Hasta que llegó el viernes y mi hora de recuperar el ímpetu para iniciar una nueva semana empieza, en el Siempre Bycicle Cafe de aromas y sabores exclusivos de esta ciudad, con el cielo incendiándose y nubes negras rozando por las cabezas de esta especie, es el sol vinculándose con la luna.

Empecemos.

Absolutamente todo tiene tu nombre impreso, desde la danza que ostentan los arboles a esta hora con el viento, hasta aquel invento que solo a un salvaje industrial se le pudo ocurrir, me refiero al automóvil.
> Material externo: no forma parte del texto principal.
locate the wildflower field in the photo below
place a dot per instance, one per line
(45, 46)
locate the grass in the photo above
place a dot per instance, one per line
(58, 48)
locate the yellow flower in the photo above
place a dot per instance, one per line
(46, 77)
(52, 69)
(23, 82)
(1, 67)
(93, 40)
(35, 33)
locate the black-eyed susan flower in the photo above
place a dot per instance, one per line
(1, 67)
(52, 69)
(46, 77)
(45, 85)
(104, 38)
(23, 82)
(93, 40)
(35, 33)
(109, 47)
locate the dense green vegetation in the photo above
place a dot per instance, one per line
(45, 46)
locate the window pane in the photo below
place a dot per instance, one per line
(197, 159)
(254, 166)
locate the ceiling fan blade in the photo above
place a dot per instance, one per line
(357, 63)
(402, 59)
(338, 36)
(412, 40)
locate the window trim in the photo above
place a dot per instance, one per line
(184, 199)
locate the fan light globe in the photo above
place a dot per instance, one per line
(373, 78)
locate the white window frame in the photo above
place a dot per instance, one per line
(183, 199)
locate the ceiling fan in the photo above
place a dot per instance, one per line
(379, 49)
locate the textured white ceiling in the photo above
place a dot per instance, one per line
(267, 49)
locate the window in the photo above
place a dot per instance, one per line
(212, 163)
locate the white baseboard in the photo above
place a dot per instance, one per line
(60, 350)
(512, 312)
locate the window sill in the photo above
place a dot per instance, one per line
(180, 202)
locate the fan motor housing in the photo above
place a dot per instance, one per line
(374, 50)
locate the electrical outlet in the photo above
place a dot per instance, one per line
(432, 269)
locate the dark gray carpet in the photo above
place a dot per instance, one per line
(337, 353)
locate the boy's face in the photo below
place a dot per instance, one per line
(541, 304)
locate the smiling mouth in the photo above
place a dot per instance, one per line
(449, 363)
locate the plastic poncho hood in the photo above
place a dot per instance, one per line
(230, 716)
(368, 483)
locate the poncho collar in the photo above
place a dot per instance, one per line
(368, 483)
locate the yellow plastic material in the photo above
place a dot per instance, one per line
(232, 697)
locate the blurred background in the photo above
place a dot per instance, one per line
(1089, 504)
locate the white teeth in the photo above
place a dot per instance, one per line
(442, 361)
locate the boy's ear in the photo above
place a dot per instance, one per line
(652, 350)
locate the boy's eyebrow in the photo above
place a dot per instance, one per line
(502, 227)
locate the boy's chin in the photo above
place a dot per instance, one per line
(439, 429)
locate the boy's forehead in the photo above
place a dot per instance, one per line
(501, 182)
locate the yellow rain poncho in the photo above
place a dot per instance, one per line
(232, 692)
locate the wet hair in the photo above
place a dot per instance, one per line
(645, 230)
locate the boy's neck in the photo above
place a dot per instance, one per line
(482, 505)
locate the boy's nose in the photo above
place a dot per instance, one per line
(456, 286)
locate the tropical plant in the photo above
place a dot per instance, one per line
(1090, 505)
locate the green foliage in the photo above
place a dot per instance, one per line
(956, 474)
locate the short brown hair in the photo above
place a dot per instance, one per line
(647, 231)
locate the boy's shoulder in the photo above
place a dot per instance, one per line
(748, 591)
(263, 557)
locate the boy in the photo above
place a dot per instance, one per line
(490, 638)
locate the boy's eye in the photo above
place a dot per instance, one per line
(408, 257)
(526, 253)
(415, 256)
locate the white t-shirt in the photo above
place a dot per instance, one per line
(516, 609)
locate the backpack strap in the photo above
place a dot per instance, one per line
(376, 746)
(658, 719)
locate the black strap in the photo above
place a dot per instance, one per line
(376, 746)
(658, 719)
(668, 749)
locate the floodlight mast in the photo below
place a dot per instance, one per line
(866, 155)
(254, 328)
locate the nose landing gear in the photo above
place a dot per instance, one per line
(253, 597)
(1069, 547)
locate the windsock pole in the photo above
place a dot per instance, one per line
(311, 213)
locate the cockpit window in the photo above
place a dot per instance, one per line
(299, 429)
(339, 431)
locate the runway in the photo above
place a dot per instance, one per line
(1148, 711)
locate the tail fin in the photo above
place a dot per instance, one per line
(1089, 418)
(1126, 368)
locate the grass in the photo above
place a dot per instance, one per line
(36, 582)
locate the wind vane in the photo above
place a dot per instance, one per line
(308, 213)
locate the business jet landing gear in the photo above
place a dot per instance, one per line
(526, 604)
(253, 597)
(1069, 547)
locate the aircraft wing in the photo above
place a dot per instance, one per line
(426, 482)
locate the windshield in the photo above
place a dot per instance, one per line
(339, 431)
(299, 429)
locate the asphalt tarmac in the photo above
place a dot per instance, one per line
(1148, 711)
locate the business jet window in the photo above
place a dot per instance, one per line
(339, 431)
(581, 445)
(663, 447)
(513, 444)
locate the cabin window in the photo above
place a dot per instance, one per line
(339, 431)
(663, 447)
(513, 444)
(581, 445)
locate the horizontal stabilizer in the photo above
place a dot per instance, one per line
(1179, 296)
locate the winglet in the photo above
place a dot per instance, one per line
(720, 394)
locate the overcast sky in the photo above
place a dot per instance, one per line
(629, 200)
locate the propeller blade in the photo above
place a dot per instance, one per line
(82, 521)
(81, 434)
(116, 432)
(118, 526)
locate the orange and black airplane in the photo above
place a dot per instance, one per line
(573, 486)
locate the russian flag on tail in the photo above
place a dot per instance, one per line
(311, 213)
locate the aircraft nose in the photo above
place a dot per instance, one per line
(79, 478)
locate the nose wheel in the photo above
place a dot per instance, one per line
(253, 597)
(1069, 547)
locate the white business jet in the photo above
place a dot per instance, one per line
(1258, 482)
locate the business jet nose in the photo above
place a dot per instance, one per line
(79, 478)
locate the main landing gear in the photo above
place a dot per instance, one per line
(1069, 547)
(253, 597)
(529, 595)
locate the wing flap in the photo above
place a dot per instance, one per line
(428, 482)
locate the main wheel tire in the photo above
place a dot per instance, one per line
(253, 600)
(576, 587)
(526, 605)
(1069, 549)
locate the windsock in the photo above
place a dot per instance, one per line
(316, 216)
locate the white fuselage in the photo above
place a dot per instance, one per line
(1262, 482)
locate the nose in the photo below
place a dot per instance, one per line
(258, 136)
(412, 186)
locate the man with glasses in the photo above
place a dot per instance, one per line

La creación no la complementamos ni la completamos, somos quienes la creamos.

El día menos deseado arribará, aquel en que tenga que partir hacia Múnich, ese será el día en que quien sabe, no volveré a verte, a especie de muerte anunciada, se desenredarán las cuerdas que me mantienen vivo.

Es increíble es desgaste que puede llegar a producirte vivir exageradamente en libertad, por esta razón al igual que muchos me refugio en esta bebida y un par de cigarros que me los proporcionan la pareja de enamorados sentados alado mío — aquellos de la fotografía de encabezado — .

Soy un hombre que no envidia excepto a personas como ellos, mi reflejo y el tuyo se encuentran allí, deslucido y un poco mayor, pero ¿qué tienen los jóvenes que aún no poseamos nosotros?

Al final terminé por sofocarme, no por humo del tabaco, sino por las raras conversaciones de los muy llamados millenials, de su boca no proviene nada dulce, hablan mucho pero dicen poco y siempre tan ocupados con sus planes inmediatos cuando en realidad prevalecen a la incertidumbre los de largo plazo.

Si me desmayo a mitad del camino, levanta nada más que mi pluma, en ella reside la razón de esta empresa, su tinta es mi sangre y ella atenderá gustosa a tus pedidos, solo su vibrar te permitirá ver toda la verdad.

La tranquilidad a empezado a reinar mi rededor, señal de que mi sesión termina aquí por el día de hoy.

Desplomado,

Juan Pablo Malo.

Escrito originalmente un viernes, 1 de septiembre de 2017.